Optical lithography nowadays often uses wavelengths of 248 nm or 193 nm. With 193 nm immersion lithography integrated circuit (IC) manufacturing is possible down to the 45 nm node or even down to the 32 nm node. However, for printing in sub-32 nm half pitch node, 193 nm is probably not satisfactory due to theoretical limitations, unless double patterning is used. Instead of using wavelengths of 193 nm, a more advanced technology has been introduced, also referred to as extreme ultraviolet lithography (EUV lithography), which uses wavelengths of 10 nm to 14 nm, with as typical value 13.5 nm. This technique was previously also known as soft X-ray lithography more specifically using wavelengths in the range of 2 nm to 50 nm.
Over the past years a tremendous effort has been put on Extreme Ultraviolet lithography (EUVL) for printing lines with pitches below 60 nm. Optimization of EUV lithography has included optimization of mask, illumination techniques, treatments and photoresists used. The particular EUV Photo Resist (PR) that has been selected for EUV processing has different etch resistivity and thickness compared to a 193(i) photoresist (193 immersion photoresist), bringing new challenges for dry etching.
One drawback of EUV lithography is the photoresist height which is typically reduced after exposure down to about 50 nm. FIG. 1 shows the evolution of the lithography stack thickness after spin coating (nominal thickness) (A) and after exposure (B), whereby for larger pitches the results for 193 nm immersion lithography are shown and for smaller pitches the results for a typical EUV lithography process as currently used are shown. The thickness for the stack in 193 nm immersion lithography is determined by the thickness of the BARC (bottom anti-reflective coating) and the thickness of the photoresist, whereas for a EUV lithography the stack thickness is determined based on the thickness of the under layer (UL) and the thickness of the photoresist.
An example of a typical stack used in EUV lithographic processing is schematically illustrated in FIG. 2. The stack typically comprises a silicon on insulator (SOI) wafer with a buried oxide layer (BOX) 102, a crystalline silicon layer (C—Si) 104, a set of two hardmask layers 106, 108, an underlayer (UL) 110, and an EUV photoresist layer 112.
In FIG. 1, it can be observed that as the device pitch is scaled down, the photoresist budget—being the amount of photoresist thickness that is left for protecting the underlying layers during and after processing—is dramatically reduced.
The reduction of the photoresist height can amongst others also be caused by the application of a hydrogen H2 pre-plasma-treatment (PPT), which consumes the photoresist. Nevertheless, such a pre-plasma-treatment is interesting as it significantly improves the line width roughness (LWR) for the lithographic processed device and, therefore, preferably is applied.

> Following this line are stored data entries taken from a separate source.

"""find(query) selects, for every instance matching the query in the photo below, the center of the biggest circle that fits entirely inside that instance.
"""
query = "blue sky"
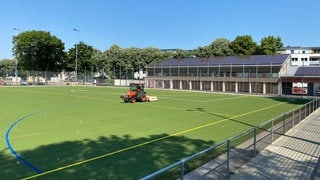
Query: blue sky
(164, 24)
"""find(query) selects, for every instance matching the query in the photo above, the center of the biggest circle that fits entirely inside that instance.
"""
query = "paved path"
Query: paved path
(295, 155)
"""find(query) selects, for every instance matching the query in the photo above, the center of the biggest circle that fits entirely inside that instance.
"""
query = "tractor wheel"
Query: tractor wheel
(133, 100)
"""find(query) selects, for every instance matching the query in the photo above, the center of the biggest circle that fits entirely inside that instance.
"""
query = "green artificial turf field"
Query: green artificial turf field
(89, 133)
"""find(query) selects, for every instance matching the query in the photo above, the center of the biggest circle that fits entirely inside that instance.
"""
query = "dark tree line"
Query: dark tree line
(41, 51)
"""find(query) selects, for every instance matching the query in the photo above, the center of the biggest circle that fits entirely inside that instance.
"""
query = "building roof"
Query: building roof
(277, 59)
(308, 71)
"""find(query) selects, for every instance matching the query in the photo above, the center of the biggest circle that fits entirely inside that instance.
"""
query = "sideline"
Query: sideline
(12, 149)
(146, 143)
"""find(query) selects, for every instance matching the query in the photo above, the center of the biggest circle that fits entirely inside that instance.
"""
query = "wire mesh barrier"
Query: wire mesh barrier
(26, 77)
(227, 157)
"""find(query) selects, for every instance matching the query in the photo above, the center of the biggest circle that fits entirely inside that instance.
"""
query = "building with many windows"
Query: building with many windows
(292, 71)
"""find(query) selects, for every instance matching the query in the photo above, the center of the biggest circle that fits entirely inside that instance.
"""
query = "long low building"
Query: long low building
(257, 74)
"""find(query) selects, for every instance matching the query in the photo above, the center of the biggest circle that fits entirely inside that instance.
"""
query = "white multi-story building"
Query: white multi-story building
(303, 56)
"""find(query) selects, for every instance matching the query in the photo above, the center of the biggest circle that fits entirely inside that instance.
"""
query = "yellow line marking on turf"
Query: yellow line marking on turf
(147, 142)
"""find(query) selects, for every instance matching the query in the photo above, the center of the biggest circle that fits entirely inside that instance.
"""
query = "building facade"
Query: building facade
(259, 74)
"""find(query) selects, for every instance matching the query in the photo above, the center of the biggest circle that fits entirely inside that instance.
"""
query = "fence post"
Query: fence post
(300, 114)
(292, 118)
(254, 141)
(228, 158)
(284, 123)
(272, 129)
(181, 170)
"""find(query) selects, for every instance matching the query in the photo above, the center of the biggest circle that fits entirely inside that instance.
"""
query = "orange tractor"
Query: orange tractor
(137, 94)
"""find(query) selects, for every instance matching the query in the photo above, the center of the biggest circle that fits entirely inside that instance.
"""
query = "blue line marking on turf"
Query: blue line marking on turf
(11, 148)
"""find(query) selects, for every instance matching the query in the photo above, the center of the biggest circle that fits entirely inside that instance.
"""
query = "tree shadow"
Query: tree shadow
(111, 157)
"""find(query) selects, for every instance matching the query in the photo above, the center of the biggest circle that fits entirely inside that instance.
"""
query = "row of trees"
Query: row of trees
(41, 51)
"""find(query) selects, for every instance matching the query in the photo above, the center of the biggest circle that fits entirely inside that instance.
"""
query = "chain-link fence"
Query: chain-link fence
(27, 77)
(226, 157)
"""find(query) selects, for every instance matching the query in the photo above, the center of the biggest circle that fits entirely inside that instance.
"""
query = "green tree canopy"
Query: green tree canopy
(244, 45)
(270, 45)
(83, 54)
(220, 47)
(39, 50)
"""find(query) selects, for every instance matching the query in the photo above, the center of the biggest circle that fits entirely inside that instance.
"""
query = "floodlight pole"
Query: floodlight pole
(16, 68)
(76, 68)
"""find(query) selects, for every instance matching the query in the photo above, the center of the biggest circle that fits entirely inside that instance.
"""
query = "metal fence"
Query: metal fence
(226, 157)
(26, 77)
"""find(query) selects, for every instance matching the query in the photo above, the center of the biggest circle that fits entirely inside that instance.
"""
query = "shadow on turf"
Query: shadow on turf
(105, 158)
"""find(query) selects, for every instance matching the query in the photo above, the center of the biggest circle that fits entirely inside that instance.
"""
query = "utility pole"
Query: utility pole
(16, 68)
(76, 68)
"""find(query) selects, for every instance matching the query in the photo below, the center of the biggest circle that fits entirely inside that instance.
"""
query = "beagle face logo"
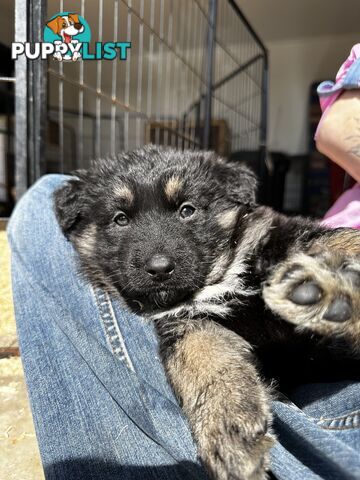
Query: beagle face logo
(67, 31)
(67, 37)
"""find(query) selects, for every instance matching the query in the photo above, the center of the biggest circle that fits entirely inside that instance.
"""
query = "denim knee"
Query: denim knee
(33, 216)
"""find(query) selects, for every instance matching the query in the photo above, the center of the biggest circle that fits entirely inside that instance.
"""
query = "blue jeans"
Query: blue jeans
(101, 404)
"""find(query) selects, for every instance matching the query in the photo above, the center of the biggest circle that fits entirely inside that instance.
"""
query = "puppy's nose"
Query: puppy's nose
(160, 266)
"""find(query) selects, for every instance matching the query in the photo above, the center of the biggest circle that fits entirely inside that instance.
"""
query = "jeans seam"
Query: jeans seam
(344, 422)
(111, 327)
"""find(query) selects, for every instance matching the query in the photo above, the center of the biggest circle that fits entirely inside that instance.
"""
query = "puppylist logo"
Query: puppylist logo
(67, 37)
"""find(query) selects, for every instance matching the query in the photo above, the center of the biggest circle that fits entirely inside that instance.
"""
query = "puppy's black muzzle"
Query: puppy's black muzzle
(160, 267)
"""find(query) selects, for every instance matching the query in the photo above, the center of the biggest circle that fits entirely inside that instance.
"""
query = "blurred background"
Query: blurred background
(238, 77)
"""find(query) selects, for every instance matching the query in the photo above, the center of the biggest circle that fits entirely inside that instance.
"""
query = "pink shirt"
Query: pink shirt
(346, 210)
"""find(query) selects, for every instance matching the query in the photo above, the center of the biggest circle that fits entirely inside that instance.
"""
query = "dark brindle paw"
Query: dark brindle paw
(319, 291)
(236, 445)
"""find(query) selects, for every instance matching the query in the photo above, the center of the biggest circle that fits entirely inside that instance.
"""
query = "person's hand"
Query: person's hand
(338, 136)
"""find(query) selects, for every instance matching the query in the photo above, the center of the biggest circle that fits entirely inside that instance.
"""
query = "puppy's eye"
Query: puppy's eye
(121, 219)
(186, 211)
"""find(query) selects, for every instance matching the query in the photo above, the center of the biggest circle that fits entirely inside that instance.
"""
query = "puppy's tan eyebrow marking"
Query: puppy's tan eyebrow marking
(123, 192)
(172, 187)
(86, 241)
(228, 218)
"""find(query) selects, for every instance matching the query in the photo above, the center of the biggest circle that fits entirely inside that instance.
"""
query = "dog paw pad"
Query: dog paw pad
(339, 310)
(353, 276)
(307, 293)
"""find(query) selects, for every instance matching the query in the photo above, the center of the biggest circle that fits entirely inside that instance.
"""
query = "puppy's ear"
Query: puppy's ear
(241, 183)
(68, 205)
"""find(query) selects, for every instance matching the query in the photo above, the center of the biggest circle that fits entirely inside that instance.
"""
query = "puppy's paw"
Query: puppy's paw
(235, 445)
(319, 291)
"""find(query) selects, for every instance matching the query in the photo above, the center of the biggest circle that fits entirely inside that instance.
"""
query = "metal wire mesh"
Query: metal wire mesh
(194, 78)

Another cause of the reduction of the photoresist is the need for hard mask opening, e.g., obtained through dry etching. The ion bombardment and VUV photons used degrades the photoresist, and as a consequence thereof also degrades the line width roughness that is finally obtained.
Due to the drastic reduction of the photoresist height a too narrow process window for further etching steps typically is created. With the need for smaller device pitches, there is therefore a need for improving the photoresist etch resistivity, as for the smallest pitches of interest, the photoresist etch resistivity is too low to provide appropriate lithographic processing. Therefore, there is room for improving EUV lithographic processing, bearing in mind that currently the EUV photoresist height and the etch resistivity are so low when small pitches need to be processed.